Tapi semakin ia melihat, semakin ia mengetahui. Ketika ia berniat menyapa beberapa orang yang tengah menghabiskan malam di ruang DJ, semuanya kabur dengan teriakan histeris.

Ketika sore, ia menyapa seorang individu yang tengah menyapu halaman, dia pingsan.

Ketika malam, ia datang ke salah satu kamar, ia mendengar namanya disebut sedari tadi. Sedikit bahagia karena mereka mengenalnya, mengenal perawakannya, mengenal warna rambutnya. Tapi senyuman itu berubah menjadi lengkungan ketika anak-anak itu bercerita tentang dirinya dengan ekspresi ketakutan.

Ketika dia berdiri di depan cermin, melihat murid di sana bersenda gurau, asap membubung tinggi dilepaskan dari mulut mereka. Menyadari, bahwa ia berbeda. Membandingkan pakaiannya dengan pakaian mereka, cara berbicaranya dengan cara berbicara mereka, warna kulitnya dengan warna kulit mereka, meskipun sedikit lambat, tapi ia mulai mengerti.

Bahwa dirinya, Daniel Ogawa, dirinya telah tiada. Eksistensinya selama ini dianggap sebagai roh gentayangan penunggu sekolah, bukan sebagai makhluk yang sama-sama bernapas seperti mereka.

Ia menatap dirinya sendiri, warna kulitnya yang sangat pucat bagaikan tidak ada darah yang mengalir dari sana. Dengan tangan yang bergetar, ia mulai meraba dadanya, dan di sanalah untuk pertama kalinya air mata yang entah berasal dari mana turun meluruh dari maniknya.

Sekali lagi ia disadarkan, tidak ada detakan di jantungnya.
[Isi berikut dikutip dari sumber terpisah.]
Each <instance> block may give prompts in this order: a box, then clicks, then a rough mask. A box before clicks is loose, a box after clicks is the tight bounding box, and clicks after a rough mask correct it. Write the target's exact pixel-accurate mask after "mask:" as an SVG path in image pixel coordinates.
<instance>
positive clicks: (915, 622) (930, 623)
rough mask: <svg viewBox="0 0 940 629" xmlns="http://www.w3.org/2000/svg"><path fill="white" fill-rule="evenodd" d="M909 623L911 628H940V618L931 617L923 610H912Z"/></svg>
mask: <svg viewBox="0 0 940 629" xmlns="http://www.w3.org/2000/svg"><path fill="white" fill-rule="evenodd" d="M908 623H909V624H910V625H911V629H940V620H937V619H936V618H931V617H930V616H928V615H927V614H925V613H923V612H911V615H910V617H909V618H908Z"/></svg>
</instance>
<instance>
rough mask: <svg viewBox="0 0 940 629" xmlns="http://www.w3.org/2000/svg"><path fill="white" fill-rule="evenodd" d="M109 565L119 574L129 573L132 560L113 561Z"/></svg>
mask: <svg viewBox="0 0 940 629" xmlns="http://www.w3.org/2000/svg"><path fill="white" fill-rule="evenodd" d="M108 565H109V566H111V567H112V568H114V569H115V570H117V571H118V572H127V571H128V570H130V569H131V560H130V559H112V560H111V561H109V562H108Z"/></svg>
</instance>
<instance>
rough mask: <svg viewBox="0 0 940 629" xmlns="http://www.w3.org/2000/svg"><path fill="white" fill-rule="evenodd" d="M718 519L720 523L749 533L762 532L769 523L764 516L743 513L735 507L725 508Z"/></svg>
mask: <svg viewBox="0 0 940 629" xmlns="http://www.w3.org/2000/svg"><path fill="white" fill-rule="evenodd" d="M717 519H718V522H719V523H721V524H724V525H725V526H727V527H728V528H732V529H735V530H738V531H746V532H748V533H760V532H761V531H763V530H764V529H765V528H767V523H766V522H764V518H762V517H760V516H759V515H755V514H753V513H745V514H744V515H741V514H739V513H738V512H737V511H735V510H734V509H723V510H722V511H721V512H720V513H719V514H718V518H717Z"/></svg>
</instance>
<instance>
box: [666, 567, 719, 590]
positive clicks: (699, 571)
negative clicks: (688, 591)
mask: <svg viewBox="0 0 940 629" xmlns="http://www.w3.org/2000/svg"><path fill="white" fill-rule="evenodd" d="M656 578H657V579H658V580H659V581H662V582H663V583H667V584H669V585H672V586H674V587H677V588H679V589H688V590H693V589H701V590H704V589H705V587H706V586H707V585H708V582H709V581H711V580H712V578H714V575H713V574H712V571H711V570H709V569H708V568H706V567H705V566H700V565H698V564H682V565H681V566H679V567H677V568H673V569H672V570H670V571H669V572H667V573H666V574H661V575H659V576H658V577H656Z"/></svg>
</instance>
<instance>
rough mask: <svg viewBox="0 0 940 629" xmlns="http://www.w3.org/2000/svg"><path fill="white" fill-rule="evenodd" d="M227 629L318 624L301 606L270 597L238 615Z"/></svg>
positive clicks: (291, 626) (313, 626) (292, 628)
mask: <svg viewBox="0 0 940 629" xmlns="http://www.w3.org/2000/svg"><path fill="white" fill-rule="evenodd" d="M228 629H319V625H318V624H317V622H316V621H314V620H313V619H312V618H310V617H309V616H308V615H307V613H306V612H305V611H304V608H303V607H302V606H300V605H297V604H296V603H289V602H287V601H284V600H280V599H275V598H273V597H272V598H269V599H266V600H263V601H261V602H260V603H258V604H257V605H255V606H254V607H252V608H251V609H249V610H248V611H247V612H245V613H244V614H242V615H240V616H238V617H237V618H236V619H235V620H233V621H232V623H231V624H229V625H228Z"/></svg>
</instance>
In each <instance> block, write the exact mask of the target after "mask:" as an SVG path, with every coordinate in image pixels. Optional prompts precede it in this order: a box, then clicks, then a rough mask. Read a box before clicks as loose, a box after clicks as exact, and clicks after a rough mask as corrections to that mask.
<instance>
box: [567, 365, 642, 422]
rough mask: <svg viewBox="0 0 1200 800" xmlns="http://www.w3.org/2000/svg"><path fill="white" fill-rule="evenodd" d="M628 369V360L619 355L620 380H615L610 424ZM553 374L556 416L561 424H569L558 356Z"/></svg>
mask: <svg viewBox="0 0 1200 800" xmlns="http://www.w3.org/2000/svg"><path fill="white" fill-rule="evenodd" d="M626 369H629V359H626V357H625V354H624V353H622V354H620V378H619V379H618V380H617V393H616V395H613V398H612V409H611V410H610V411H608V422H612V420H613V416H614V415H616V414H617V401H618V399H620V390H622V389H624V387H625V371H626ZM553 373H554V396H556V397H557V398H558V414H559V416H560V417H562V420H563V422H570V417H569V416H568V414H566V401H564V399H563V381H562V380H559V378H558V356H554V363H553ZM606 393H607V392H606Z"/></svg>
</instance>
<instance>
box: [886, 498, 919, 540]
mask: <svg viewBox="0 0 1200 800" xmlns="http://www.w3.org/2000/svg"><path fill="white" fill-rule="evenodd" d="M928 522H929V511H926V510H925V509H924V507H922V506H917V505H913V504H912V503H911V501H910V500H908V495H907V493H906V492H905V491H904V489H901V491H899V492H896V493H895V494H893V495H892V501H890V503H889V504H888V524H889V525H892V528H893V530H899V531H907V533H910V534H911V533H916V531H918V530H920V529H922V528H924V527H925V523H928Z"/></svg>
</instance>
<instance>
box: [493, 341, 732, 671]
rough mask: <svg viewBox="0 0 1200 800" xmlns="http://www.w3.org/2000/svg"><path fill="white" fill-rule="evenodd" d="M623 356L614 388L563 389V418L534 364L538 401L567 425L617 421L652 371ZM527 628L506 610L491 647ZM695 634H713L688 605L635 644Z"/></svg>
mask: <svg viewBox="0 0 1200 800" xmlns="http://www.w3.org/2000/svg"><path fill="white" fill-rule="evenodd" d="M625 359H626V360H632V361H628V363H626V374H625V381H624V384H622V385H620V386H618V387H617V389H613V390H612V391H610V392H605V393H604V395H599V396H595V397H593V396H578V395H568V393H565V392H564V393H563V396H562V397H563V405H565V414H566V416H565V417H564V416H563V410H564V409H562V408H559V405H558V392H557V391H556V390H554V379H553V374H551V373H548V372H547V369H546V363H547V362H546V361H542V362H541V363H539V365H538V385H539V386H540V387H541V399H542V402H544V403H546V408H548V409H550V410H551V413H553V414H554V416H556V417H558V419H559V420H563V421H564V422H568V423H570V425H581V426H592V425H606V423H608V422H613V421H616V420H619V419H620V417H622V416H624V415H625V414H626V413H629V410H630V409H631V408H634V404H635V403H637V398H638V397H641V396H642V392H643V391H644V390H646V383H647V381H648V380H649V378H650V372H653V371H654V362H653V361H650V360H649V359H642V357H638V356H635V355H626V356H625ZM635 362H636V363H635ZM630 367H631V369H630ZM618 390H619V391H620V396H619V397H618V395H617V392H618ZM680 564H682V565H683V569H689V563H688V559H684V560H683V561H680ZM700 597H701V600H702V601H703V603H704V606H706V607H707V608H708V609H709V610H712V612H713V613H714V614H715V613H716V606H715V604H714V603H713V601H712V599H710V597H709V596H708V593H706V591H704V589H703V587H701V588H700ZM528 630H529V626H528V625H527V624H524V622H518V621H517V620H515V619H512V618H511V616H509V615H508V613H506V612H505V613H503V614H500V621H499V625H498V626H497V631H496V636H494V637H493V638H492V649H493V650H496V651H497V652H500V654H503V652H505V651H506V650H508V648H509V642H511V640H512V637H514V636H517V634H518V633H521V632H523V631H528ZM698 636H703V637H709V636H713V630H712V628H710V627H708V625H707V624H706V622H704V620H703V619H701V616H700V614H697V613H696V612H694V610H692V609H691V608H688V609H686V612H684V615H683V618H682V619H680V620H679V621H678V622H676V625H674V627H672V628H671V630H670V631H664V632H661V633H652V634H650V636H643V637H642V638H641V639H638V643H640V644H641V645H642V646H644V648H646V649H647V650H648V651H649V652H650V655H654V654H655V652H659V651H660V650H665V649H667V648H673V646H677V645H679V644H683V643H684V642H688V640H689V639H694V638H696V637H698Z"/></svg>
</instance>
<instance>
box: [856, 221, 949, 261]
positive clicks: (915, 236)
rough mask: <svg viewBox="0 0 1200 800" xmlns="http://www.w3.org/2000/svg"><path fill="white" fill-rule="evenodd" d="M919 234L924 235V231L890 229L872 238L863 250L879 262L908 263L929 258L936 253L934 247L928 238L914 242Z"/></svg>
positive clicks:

Itu merubah dirinya dalam sekejap, ia hanya menatap individu itu dari kejauhan. Mengasingkan diri yang memang dari awal sudah terasing. Tapi, bagaimana jiwa penasarannya yang haus perhatian, ia ingin orang-orang melihat padanya, ia ingin orang-orang menyadari keberadaannya, ingin orang-orang tahu bahwa Daniel Ogawa benar-benar ada, dia mulai menampakkan dirinya, meski tidak sering, tapi itu berhasil mengantarkan namanya ke dalam banyaknya blog yang ditulis pada murid bahkan alumni yang menceritakan betapa menyeramkannya arwah murid Jepang-Belanda, urband legend Lingga Baganti, Daniel Ogawa.

Dari mata ke mata, mulut ke mulut, telinga ke telinga, tulisan ke tulisan, hingga namanya tersebar luas, bahkan orang yang bukan warga Lingga Baganti pun tahu siapa dirinya. Desas desus yang tidak sepenuhnya benar, bahkan ditambah dan dikarang, membuat eksistensi dirinya begitu menyeramkan.

Dari sanalah, puluhan hingga ratusan tulisan di sosial media tentang dirinya, mengantarkan seorang pemuda berkacamata dengan kemampuan spesial memilih Lingga Baganti sebagai tujuannya untuk bertemu dengan sang urban legend, Daniel Ogawa.